Reputation: 2417
I have a dataset in the format of a list of dicts that I would like to loop through and extract a subset of that dataset based on a match to a value in another list of values.
I am currently doing this in the way of two seperate for x in y
loops, as shown below under sample code, but I'm sure that this is very inefficient and it's taking an extremely long time with large lists to look through.
example data in CSV format:
╔══════════════╦══════════════╦═══════════════╦════════════════╦══════════════════════╗
║ City ║ State ║ 2013 Estimate ║ 2013 Land Area ║ 2013 Popular Density ║
╠══════════════╬══════════════╬═══════════════╬════════════════╬══════════════════════╣
║ New York ║ New York ║ 8405837 ║ 302.6 sq mi ║ 27012 per sq mi ║
║ Los Angeles ║ California ║ 3884307 ║ 468.7 sq mi ║ 8092 per sq mi ║
║ Chicago ║ Illinois ║ 2718782 ║ 227.6 sq mi ║ 11842 per sq mi ║
║ Houston ║ Texas ║ 2195914 ║ 599.6 sq mi ║ 3501 per sq mi ║
║ Philadelphia ║ Pennsylvania ║ 1,553,165 ║ 134.1 sq mi ║ 11379 per sq mi ║
║ Phoenix ║ Arizona ║ 1513367 ║ 516.7 sq mi ║ 2798 per sq mi ║
║ San Antonio ║ Texas ║ 1409019 ║ 460.9 sq mi ║ 2880 per sq mi ║
║ San Diego ║ California ║ 1355896 ║ 325.2 sq mi ║ 4020 per sq mi ║
║ Dallas ║ Texas ║ 1257676 ║ 340.5 sq mi ║ 3518 per sq mi ║
║ San Jose ║ California ║ 998537 ║ 176.5 sq mi ║ 5359 per sq mi ║
╚══════════════╩══════════════╩═══════════════╩════════════════╩══════════════════════╝
sample code
#read data into list of dicts
import csv
with open('data.csv', 'rb') as csv_file:
data = list(csv.DictReader(csv_file))
# cities of interest to extract from larger data
int_cities = [['New York'],['Houston'],['Pheonix'],['San Jose']]
# loop through data and look for match in data['City'] and interest_cities, append match to int_cities_data
int_cities_data = []
for i in data:
for u in int_cities:
if i['City'] == u:
int_cities_data.append(i)
As I state, this currently works, but it takes a very long time when I have to loop through ~2M rows in data
and look if there is a match across another 50k rows in int_cities
.
How can I make this more efficient?
I forgot that the data is too large to use csv.DictReader
so I have been using the following to read my data into a list of dicts (after removing the header):
This is untested
header = ['City','State','2013 Estimate','2013 Land Area','2013 Popular Density']
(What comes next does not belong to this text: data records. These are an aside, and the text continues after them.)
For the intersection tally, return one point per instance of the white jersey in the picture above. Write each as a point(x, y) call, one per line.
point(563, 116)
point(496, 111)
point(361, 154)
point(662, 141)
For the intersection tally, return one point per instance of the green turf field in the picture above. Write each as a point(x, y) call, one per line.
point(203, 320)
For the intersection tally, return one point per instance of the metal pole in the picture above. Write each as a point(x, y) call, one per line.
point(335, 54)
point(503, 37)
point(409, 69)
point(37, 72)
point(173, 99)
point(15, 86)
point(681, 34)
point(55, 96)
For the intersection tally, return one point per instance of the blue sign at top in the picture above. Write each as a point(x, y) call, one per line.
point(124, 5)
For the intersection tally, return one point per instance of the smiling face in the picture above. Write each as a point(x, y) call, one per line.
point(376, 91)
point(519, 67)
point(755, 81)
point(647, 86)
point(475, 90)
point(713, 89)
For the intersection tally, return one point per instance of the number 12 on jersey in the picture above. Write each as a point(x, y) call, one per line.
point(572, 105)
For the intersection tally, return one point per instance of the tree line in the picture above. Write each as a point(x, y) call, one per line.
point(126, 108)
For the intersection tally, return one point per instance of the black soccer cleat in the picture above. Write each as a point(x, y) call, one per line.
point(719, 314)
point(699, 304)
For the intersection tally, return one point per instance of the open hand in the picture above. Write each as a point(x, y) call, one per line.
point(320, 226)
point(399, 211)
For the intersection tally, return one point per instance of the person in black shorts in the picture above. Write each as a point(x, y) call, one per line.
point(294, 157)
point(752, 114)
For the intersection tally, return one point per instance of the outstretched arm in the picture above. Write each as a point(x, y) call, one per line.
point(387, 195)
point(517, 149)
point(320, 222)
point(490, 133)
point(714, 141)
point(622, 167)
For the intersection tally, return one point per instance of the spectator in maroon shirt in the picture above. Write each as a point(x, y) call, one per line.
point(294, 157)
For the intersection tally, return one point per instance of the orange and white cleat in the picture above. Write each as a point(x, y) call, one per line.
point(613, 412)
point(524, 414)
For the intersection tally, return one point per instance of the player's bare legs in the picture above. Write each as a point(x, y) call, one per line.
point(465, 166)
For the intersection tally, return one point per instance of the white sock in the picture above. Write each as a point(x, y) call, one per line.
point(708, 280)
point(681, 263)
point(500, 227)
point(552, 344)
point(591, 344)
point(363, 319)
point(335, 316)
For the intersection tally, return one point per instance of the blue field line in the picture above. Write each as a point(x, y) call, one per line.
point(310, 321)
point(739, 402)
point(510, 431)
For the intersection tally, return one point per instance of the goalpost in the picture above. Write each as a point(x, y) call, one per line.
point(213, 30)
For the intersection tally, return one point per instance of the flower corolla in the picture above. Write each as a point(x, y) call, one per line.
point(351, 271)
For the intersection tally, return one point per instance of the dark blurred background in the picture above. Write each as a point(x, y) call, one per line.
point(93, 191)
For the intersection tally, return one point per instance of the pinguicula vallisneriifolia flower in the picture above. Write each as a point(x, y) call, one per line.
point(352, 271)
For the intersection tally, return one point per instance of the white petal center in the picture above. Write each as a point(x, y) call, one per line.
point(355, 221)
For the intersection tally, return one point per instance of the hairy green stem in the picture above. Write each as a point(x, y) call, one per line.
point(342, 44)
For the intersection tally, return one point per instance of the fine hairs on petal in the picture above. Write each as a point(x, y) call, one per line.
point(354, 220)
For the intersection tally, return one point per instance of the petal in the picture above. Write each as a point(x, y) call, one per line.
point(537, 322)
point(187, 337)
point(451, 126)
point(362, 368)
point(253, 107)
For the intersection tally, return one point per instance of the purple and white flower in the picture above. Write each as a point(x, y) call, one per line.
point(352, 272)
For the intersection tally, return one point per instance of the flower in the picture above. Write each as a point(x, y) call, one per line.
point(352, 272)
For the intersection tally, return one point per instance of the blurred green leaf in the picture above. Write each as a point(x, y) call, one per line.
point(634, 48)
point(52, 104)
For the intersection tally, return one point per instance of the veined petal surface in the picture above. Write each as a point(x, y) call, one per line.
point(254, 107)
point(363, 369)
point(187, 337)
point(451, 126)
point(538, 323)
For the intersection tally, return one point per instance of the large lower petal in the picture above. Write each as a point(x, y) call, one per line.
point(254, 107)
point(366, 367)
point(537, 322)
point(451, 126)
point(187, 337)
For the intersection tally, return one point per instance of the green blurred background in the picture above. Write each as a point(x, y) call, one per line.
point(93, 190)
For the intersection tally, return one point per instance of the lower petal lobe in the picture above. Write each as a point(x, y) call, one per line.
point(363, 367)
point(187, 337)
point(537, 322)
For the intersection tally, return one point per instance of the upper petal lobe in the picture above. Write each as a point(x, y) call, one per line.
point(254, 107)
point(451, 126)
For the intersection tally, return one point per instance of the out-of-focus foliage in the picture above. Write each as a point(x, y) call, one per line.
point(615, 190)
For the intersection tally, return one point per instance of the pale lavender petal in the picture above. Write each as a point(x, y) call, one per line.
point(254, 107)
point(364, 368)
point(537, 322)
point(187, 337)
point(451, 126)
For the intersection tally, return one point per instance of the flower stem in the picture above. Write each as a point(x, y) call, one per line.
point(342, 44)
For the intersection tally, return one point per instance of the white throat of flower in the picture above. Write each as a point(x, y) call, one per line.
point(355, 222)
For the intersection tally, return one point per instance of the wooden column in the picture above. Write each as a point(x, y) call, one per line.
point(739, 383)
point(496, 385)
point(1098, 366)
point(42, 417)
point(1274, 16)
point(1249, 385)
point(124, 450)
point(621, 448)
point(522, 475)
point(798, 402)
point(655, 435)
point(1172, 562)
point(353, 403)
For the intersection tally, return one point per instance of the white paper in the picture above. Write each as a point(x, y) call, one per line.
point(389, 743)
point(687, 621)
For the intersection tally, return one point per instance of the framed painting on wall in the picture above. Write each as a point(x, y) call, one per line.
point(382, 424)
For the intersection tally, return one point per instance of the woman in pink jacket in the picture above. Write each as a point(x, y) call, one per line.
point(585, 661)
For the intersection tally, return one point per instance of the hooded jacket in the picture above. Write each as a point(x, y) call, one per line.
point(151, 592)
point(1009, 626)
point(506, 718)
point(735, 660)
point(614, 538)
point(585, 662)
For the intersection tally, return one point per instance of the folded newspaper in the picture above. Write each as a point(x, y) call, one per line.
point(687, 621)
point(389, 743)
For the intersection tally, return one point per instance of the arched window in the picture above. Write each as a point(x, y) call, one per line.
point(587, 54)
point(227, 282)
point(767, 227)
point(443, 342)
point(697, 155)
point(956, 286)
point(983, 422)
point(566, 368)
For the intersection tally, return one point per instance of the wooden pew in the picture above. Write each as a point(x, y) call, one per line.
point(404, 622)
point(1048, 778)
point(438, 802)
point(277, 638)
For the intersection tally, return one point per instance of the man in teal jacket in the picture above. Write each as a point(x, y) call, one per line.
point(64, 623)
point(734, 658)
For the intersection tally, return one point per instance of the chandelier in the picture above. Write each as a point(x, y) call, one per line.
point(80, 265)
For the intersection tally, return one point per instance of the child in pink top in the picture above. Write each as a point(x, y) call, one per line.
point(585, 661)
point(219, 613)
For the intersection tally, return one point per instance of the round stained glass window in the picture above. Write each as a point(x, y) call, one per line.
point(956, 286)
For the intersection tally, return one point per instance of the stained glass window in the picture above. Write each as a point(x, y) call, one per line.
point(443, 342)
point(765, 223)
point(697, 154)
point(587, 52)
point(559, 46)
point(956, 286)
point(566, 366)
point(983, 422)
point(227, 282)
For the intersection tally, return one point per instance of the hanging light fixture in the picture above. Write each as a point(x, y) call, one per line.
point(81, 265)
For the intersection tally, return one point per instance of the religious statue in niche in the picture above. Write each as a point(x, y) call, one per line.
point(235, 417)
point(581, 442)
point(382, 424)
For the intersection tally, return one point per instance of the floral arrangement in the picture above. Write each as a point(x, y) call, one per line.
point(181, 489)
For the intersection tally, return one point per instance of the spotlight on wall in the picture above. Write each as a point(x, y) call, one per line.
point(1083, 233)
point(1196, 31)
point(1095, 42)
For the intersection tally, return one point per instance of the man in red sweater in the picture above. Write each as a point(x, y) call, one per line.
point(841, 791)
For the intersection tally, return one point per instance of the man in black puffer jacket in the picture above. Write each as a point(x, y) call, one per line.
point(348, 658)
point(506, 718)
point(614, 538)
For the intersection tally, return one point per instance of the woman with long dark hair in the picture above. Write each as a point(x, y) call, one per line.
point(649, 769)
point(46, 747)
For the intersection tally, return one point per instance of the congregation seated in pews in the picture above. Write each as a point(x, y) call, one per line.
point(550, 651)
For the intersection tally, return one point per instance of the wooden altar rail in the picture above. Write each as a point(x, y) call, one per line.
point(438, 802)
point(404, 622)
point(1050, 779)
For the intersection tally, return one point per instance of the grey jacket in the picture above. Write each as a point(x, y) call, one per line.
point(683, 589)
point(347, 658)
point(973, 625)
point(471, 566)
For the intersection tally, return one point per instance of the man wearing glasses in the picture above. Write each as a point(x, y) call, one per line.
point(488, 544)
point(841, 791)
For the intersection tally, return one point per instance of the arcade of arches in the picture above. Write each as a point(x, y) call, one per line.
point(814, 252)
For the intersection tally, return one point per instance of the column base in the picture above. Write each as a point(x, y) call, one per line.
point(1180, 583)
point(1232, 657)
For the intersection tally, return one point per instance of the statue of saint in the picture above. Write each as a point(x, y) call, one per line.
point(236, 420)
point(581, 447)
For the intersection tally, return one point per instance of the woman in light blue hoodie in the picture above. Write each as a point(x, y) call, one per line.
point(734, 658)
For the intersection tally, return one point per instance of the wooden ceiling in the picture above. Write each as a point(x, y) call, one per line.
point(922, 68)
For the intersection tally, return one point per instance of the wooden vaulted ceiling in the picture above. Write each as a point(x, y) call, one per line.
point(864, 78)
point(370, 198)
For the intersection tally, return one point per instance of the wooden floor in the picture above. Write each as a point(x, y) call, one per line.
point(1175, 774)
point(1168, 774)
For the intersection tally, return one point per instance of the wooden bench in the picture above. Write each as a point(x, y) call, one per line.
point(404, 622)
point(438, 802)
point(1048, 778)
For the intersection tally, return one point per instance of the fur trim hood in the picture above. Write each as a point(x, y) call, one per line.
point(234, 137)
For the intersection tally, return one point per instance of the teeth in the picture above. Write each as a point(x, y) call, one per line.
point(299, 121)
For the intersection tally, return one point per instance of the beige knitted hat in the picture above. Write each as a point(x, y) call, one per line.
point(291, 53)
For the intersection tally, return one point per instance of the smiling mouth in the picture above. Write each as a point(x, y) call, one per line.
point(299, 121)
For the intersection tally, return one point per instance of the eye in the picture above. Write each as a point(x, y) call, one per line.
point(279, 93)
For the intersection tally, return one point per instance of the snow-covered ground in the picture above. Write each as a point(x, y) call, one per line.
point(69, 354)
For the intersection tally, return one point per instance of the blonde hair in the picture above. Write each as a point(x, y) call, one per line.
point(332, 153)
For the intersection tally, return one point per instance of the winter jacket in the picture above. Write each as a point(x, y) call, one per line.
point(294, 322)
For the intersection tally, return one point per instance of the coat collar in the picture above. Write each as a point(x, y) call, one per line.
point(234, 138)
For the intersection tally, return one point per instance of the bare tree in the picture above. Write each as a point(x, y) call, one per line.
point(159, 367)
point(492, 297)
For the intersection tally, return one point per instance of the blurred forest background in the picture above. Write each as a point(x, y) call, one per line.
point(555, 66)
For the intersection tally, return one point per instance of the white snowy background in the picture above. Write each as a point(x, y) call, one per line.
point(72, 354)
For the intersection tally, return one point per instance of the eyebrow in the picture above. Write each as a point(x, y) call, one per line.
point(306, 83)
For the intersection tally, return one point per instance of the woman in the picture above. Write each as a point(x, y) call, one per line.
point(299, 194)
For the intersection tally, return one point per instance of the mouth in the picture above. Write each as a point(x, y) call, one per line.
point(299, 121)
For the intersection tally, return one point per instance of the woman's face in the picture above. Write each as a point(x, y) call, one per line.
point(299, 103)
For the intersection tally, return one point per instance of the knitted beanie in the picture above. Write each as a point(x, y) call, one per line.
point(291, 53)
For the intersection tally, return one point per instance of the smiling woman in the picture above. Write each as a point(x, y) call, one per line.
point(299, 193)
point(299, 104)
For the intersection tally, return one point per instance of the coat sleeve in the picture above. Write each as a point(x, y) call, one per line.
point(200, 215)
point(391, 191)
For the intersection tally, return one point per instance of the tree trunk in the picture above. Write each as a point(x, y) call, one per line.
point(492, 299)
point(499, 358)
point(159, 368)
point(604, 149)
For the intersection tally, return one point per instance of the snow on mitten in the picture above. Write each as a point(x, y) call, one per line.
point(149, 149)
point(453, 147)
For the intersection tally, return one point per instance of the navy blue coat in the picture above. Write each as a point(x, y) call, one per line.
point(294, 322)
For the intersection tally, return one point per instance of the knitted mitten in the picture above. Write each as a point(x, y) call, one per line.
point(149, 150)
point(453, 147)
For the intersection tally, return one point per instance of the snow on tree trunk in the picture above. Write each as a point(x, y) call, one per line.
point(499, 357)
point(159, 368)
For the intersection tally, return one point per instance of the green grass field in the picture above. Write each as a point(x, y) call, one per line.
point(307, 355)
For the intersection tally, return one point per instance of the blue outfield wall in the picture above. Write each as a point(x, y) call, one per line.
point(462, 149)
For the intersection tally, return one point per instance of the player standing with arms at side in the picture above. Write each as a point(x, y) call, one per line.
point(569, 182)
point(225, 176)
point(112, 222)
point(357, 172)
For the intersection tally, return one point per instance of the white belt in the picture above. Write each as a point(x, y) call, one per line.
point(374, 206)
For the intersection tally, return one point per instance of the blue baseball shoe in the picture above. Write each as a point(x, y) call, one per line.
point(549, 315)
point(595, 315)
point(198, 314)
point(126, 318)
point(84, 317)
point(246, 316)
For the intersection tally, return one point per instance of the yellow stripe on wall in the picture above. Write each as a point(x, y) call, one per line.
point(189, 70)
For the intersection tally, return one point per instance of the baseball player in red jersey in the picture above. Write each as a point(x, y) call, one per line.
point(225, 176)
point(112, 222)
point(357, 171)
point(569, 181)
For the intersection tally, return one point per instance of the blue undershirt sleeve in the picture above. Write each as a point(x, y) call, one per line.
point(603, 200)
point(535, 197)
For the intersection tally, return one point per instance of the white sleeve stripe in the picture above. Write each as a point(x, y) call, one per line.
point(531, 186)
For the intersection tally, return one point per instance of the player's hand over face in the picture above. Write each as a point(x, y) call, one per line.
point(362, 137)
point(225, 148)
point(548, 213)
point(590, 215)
data = [{key: value for (key, value) in zip(header, line.strip().split(','))} for line in open('data.csv') if line['City'] in int_cities]
I tried to modify the above code I've used to load my data into a list of dicts without using csv.DictReader
.
Upvotes: 1
Views: 131
Reputation: 94871
Instead of reading all the data in the file into a list, then iterating over that list to search for the cities you want, iterate over the csv file one line at a time, and only add items to the list if they're for the cities you care about. That way you don't need to store the entire file in memory, and you don't need to iterate over it twice (once to build the complete list, then again to pull the entries you care about out of it).
Additionally, store the cities you care about in a set
instead of a list
, so you can do lookups in O(1)
time, instead of O(n)
. This will likely drastically improve performance if you're doing lots of lookups (and it sounds like you are).
#read data into list of dicts
import csv
int_cities = set(['New York', 'Houston', 'Phoenix', 'San Jose'])
int_cities_data = []
with open('data.csv', 'rb') as csv_file:
for line in csv.DictReader(csv_file):
if line['City'] in int_cities:
int_cities_data.append(line)
Or as a list comprehension:
with open('data.csv', 'rb') as csv_file:
int_cities_data = [line for line in csv.DictReader(csv_file) if line['City'] in int_cities]
Upvotes: 4